A'mak-ı Hayal, Şehbenderzade Filibeli Ahmed Hilmi'nin şaheseridir. Bu vasfı taşıyan her eser gibi A'mak-ı Hayal de zamanın yıpratıcı tesirine uğramamış, bilakis zaman geçtikçe daha çok alaka gösterilen, daha çok aranan bir eser olmuştur.

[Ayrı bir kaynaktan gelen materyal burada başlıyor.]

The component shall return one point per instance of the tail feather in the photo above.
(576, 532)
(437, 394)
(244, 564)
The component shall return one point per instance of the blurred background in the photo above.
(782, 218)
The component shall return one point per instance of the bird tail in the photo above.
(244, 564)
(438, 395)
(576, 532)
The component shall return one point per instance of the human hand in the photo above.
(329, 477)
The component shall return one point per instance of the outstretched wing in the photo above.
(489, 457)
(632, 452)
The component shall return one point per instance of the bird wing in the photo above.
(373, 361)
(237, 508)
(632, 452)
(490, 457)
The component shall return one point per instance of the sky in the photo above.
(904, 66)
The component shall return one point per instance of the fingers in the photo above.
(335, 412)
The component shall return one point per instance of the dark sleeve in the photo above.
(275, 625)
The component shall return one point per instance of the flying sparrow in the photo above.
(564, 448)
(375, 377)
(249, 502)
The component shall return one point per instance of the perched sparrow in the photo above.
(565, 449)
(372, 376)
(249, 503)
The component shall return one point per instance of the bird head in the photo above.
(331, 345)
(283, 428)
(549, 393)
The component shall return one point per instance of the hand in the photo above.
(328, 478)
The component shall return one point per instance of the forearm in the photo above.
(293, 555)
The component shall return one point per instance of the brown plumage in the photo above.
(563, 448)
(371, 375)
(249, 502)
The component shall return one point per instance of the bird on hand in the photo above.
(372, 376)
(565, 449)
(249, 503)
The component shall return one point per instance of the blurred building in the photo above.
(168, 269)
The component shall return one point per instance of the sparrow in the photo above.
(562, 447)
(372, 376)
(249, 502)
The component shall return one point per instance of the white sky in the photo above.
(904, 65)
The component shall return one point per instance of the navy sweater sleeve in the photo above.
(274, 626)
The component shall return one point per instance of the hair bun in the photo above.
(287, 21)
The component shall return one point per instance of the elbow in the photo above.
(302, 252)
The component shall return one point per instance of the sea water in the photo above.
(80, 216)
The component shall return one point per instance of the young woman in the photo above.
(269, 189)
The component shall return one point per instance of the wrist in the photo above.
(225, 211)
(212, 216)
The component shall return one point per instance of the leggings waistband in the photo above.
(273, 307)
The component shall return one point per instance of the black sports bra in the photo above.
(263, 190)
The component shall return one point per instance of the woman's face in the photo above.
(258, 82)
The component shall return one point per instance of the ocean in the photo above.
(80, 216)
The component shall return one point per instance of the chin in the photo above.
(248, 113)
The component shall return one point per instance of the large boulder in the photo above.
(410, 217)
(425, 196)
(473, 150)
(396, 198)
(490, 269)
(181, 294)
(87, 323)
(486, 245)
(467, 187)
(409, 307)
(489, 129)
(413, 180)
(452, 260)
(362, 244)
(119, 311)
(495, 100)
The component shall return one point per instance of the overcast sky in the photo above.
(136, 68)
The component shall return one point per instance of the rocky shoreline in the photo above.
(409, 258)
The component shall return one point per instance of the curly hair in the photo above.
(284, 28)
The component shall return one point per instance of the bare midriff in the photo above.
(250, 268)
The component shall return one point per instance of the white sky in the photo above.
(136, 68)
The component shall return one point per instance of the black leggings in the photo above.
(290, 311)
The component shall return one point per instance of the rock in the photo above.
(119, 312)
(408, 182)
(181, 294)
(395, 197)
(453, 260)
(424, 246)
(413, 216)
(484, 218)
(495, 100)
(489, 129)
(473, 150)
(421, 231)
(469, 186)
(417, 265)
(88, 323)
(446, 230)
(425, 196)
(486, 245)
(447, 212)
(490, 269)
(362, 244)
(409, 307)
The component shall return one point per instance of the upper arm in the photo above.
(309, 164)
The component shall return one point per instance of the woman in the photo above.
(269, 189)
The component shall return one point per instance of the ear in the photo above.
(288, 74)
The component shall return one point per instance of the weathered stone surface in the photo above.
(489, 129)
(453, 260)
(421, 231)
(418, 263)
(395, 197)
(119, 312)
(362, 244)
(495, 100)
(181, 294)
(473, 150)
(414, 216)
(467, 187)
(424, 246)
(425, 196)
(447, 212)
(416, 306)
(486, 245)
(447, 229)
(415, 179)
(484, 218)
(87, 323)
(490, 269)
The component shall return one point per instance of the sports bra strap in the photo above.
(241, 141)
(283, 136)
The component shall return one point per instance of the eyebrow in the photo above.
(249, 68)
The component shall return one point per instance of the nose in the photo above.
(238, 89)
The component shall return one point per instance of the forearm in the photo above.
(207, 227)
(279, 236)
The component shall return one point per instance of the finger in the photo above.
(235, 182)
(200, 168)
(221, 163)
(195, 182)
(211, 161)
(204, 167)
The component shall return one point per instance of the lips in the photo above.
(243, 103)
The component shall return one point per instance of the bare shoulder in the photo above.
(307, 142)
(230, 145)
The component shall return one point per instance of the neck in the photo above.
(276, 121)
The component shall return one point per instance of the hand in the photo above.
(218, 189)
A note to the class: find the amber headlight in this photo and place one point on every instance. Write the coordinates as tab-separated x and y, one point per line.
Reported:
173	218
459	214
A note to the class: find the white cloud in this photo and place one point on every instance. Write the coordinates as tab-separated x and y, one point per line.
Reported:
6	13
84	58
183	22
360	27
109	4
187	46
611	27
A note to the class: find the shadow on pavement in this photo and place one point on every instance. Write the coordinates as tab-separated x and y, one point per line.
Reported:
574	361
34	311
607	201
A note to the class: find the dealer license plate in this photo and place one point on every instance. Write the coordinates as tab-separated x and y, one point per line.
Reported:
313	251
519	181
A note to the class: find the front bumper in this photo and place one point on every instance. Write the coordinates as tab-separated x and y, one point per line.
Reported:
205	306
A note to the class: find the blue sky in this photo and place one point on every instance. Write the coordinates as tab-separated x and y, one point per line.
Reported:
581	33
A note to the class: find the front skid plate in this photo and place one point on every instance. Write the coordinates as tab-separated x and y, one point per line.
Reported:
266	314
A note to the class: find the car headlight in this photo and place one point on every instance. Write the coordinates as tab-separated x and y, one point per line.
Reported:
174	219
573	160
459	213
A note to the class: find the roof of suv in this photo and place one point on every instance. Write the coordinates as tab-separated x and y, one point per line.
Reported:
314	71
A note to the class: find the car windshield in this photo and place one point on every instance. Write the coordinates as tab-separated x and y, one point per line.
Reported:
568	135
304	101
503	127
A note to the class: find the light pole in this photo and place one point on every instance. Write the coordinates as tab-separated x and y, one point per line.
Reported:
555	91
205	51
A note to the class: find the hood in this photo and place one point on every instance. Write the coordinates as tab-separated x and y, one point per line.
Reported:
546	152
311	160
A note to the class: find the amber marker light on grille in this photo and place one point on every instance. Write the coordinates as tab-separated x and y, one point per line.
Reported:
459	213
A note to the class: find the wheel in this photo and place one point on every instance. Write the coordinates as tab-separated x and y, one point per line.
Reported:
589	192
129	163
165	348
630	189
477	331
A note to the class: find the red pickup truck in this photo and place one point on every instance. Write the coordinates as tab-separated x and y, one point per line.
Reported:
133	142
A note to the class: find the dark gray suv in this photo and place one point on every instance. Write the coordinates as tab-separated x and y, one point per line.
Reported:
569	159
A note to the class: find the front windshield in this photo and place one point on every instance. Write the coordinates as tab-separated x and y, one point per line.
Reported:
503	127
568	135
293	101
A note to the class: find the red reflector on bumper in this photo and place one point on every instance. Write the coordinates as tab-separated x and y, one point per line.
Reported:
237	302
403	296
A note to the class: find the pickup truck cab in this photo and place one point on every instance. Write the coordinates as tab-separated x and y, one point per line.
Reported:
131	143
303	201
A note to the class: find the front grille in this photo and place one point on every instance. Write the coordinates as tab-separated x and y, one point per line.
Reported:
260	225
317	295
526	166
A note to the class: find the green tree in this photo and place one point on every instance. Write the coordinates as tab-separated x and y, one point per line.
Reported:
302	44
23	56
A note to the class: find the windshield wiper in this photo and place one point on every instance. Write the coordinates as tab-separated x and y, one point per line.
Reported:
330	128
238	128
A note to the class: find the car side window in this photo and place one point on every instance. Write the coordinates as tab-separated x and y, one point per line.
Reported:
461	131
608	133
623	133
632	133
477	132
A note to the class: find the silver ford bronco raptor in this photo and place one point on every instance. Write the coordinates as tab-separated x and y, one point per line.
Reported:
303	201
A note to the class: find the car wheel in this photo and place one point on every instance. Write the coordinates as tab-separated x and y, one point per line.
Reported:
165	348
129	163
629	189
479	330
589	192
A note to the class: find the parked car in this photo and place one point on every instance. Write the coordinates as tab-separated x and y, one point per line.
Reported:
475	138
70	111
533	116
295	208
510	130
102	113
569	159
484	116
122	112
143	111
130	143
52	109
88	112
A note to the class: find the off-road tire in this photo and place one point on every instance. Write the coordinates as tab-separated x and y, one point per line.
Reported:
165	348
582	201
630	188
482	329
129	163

A'mak-ı Hayal, İslam'a dayalı olan bakış açısı, Hind ve Çin'den Eski Yunan'a bütün kadim kültürleri kucaklayan kapsamı ve hakikatle mecazı, ironiyi birleştiren üslubuyla benzersiz bir romandır. İnsanın en temel meselesi olan hakikat arayışı bu romanda içinde bulunulan zaman ve mekanın hususiyetleriyle, yaşanan hayatın meseleleriyle bağlantılı olarak anlatılmaktadır. Zihni Batı kültürüyle ifsad edilmiş olan Raci, kendini meczup kıyafeti altında gizleyen bir mürşidle, Aynalı Baba'yla karşılaşır. Böylece onu maddî alemde tımarhaneye; hayal aleminde ise Hindistan'a, İran'a, Eski Yunan'a, kainatın sınırına ve ötesine sürükleyecek olan macerası başlar.
A'mak-ı Hayal'in elinizdeki baskısında; tefrika edilen, fakat daha sonra gazete sayfalarında unutulan şu dört hayal, ilk defa olarak kitaptaki yerlerine kavuşmaktadır: Abıhayat, Hüsn ü Hayal, Ebedî Hayalet, Sa'y ü Ceza.